The Electronic Frontier Foundation has filed comments on two issues: first, how to verify consumer requests to companies for access to personal information, and for deletion of that information; and second, how to make the process of opting out of the sale of data easy, using the framework already in place for the Do Not Track (DNT) system.
Verification of Requests
When it comes to verifying requests that users make of businesses to access their own data, EFF asked the Attorney General to carefully balance the interest of the consumer in obtaining their own personal information without undue delay or difficulty, with their interest in avoiding theft of their private data by people who might make fraudulent CCPA requests for data.
If a consumer already has a password-protected account, the Attorney General should mandate use of that password to verify the account. Further, the business must ensure that the requester really knows the password, and didn’t just steal a laptop with an open app, by requiring the requester to log out of the account and present the password again. The AG should also encourage, but not require, two-factor authentication as a form of verification in cases where doing so poses no risk to the user.
If a consumer does not have a password, the company must be as certain as is reasonably possible that the requester is the subject of the personal information being requested.
Opting Out of Sales
We also encourage the Attorney General to rely on the existing Do Not Track (DNT) system when issuing rules about consumer requests to opt-out of data sales. The DNT system combines a technology (a browsing header that announces the user prefers not to be tracked online) with a policy framework (how companies should respond to that signal).

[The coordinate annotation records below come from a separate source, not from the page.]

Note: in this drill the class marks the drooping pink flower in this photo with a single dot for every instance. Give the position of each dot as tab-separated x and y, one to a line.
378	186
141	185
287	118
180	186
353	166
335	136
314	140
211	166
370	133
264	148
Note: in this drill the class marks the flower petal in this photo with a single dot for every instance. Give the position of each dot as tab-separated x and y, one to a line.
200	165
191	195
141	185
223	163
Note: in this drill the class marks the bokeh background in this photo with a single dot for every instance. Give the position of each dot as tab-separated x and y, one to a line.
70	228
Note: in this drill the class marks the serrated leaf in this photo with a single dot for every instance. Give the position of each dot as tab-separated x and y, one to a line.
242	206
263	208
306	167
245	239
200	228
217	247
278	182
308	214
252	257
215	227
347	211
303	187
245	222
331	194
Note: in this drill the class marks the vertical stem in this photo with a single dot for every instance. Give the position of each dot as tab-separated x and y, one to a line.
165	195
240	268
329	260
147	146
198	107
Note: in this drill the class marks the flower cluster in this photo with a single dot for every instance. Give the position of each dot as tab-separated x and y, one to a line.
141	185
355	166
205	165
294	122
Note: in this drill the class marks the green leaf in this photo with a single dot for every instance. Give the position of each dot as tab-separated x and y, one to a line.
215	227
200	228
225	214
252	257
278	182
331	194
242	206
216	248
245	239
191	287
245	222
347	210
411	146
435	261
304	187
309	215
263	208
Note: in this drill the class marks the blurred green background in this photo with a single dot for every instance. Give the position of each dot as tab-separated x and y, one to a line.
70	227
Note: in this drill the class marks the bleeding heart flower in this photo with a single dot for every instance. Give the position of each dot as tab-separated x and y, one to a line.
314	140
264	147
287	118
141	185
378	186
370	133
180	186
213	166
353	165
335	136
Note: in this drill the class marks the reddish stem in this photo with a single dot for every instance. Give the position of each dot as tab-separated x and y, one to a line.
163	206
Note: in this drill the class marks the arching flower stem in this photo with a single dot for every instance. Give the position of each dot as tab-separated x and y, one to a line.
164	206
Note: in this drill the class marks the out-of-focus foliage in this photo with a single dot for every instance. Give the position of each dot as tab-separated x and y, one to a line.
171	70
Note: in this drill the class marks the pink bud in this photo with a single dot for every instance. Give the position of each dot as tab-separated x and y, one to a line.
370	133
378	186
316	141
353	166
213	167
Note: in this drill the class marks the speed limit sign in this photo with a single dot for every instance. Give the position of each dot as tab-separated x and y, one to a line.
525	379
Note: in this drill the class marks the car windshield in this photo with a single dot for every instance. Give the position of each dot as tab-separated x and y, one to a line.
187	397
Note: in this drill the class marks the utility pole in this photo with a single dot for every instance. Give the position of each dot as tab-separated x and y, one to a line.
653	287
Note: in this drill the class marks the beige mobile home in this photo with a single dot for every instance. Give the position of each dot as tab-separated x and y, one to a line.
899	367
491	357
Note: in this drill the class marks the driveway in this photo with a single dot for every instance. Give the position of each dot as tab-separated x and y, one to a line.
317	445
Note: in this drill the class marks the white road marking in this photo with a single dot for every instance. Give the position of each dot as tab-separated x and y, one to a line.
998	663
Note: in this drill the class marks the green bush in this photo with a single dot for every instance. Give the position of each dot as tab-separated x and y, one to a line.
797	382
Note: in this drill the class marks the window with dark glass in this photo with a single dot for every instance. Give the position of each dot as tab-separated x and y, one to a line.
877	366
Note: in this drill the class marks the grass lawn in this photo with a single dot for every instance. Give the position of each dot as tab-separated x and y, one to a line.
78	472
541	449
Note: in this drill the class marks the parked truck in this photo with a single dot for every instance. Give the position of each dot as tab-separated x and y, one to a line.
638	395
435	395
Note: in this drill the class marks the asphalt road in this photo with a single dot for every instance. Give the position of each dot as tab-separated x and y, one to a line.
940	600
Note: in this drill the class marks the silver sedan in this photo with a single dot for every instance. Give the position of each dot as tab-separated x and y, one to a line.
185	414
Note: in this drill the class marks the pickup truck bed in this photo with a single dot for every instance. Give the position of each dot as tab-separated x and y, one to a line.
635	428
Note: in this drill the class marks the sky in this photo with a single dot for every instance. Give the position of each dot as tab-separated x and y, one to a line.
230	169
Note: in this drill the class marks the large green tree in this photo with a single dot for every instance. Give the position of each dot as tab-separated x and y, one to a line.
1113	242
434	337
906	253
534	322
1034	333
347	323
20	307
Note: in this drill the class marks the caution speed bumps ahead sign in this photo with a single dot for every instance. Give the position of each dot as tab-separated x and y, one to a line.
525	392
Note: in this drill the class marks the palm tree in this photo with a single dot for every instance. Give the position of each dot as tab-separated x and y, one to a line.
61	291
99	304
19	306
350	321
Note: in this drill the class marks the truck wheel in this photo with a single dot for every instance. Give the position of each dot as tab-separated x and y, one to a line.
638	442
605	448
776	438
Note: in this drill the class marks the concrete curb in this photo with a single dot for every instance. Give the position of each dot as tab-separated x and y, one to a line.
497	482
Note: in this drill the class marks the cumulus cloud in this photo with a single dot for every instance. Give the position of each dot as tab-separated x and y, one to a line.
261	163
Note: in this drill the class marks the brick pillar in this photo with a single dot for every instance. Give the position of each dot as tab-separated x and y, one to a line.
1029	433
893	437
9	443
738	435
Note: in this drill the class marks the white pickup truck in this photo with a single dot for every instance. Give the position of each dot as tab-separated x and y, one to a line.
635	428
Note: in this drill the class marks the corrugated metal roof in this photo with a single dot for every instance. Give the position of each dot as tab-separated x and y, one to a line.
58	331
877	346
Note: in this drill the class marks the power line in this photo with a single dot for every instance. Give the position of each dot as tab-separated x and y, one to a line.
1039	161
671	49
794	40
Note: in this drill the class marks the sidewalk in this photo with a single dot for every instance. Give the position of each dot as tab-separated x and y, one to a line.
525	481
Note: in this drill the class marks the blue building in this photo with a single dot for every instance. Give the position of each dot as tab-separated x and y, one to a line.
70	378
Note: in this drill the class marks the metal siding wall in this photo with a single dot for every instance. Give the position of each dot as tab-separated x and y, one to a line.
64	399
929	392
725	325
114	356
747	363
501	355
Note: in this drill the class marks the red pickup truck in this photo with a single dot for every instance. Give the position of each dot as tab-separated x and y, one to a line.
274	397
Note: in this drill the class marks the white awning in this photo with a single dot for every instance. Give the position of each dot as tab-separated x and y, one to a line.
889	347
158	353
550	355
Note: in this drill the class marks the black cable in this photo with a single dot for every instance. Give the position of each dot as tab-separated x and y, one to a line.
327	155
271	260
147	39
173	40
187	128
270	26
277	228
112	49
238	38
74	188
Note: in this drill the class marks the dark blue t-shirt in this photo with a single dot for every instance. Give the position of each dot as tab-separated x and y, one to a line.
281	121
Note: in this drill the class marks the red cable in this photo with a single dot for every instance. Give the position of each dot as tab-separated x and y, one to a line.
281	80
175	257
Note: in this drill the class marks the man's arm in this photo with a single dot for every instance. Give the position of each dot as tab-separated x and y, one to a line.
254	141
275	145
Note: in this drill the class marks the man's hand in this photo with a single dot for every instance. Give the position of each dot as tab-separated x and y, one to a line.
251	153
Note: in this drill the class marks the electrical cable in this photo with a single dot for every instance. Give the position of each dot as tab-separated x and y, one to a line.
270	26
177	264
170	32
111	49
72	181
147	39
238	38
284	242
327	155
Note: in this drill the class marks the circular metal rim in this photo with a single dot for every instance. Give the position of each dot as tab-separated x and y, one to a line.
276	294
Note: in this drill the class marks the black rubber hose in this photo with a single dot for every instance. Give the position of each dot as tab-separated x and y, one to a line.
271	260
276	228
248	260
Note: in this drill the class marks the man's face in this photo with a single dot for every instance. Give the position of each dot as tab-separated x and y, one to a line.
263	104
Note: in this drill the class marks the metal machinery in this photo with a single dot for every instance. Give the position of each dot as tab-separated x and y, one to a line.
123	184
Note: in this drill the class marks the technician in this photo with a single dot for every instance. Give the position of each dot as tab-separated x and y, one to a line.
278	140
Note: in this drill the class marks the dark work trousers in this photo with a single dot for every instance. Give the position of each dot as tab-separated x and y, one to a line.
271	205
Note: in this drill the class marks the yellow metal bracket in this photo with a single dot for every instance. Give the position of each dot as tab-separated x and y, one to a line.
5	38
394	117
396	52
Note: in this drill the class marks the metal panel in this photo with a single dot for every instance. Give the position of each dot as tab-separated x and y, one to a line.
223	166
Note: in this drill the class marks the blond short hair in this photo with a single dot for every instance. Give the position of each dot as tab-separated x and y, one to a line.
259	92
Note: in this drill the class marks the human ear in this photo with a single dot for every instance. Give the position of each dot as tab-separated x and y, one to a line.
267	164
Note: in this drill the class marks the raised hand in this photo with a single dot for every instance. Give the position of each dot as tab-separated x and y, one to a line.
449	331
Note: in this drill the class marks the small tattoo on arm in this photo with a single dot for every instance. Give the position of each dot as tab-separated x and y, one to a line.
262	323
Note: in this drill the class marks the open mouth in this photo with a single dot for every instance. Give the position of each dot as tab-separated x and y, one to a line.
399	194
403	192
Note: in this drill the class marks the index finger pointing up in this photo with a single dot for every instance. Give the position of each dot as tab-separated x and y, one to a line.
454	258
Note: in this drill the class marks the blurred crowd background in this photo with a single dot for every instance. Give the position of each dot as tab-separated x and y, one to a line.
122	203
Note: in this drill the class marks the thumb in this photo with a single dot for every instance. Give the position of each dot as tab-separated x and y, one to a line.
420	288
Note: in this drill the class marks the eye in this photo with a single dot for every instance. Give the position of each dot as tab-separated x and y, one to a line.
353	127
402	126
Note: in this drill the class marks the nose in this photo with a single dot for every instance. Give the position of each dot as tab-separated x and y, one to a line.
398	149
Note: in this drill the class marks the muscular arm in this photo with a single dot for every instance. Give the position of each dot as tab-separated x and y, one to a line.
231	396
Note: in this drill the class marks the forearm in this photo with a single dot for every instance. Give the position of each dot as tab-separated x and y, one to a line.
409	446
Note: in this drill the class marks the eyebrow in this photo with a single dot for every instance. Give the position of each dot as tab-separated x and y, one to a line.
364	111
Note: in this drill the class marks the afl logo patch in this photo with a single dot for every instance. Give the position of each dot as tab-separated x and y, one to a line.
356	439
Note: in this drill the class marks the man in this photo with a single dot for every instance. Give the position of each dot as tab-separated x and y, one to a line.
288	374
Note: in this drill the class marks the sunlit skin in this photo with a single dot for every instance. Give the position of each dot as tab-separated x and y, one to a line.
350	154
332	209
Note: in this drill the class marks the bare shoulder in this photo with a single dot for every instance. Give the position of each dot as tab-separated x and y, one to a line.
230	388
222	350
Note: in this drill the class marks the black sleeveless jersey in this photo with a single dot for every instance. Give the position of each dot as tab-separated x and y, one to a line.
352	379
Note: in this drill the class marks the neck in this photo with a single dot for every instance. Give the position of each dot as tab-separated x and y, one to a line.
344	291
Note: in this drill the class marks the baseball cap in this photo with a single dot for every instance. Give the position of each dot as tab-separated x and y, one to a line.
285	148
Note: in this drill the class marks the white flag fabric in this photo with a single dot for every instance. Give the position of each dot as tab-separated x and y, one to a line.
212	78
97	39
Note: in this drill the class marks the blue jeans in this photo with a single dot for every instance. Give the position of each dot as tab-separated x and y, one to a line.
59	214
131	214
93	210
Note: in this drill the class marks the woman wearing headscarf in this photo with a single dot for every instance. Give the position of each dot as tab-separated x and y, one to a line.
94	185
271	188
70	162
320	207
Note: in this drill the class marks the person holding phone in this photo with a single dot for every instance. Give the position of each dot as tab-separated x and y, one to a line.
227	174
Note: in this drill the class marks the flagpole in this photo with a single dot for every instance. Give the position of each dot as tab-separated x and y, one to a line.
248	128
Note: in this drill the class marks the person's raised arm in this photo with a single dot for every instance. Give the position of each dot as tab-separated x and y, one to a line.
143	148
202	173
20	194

The DNT header is already widely supported by most major web browsers, including Google Chrome, Mozilla Firefox, and Opera. EFF proposes that the Attorney General require any business that interacts with consumers directly over the Internet to treat a browser’s DNT request as a request to opt-out of data collection.
We thank the Attorney General’s office for the opportunity to comment on CCPA regulations, and look forward to making further comments about consumer data privacy.